A population and housing census is a nationwide statistical survey conducted, in the Slovak Republic, every ten years. It serves as a source of information about the population and their social and economic characteristics, as well as about the existing housing stock. The information obtained from census statistics cannot be currently obtained from other sources. This applies e.g. to information regarding education, economic activity, commuting to work and school or information on the quality of housing. There is one principle that should be followed in census taking: Describe the present time, you will influence the future.
Participating in the Census and being counted means enhancing the representativeness of unique data that are critical for decision-making processes at all levels of society and for social forecasting.
In 2011, population and housing censuses will be held in all European Union Member States at a time, using uniform or comparable definitions of surveyed information. This Census will also be part of an international program coordinated by the United Nations.
Participating in the Census and being counted means contributing to the creation of comparable data about the European Union’s population, their demographic, cultural, educational, social and economic structure, about their housing standards, and the structure of their housing stocks. These data are necessary for coordinating the actions taken by individual EU Members States in creating their social and economic policies, for decision making in addressing common issues and problems.
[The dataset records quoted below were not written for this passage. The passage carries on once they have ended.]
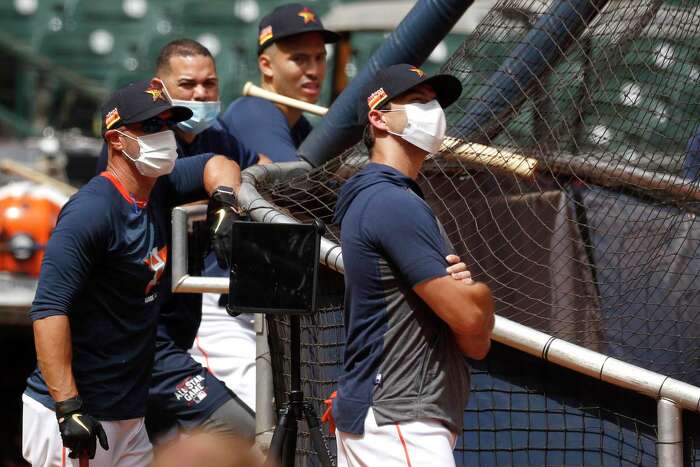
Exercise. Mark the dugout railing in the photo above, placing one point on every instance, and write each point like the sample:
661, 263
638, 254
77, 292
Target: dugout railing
672, 396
Censuses are as old as advanced civilizations. Historical records tell us about population censuses held many thousand years ago in ancient Babylon, Egypt, China, Palestine, Greece, or Rome. In Europe, first population censuses date back to the early 1700s. In what is now Slovakia, the year 1715, in which a nationwide registration of population was conducted in what was formerly the Hungarian Kingdom, is generally regarded as the beginning of modern organized statistical inquiry. Hungary’s first population census was held during the reign of Joseph II from 1778 to 1785. Historical reports of censuses, charters, deeds and records of this type help us better understand the social and economic history of preceding generations.
Participating in the Census and being counted means leaving a message to the generations to come, telling them about how we, their ancestors, lived.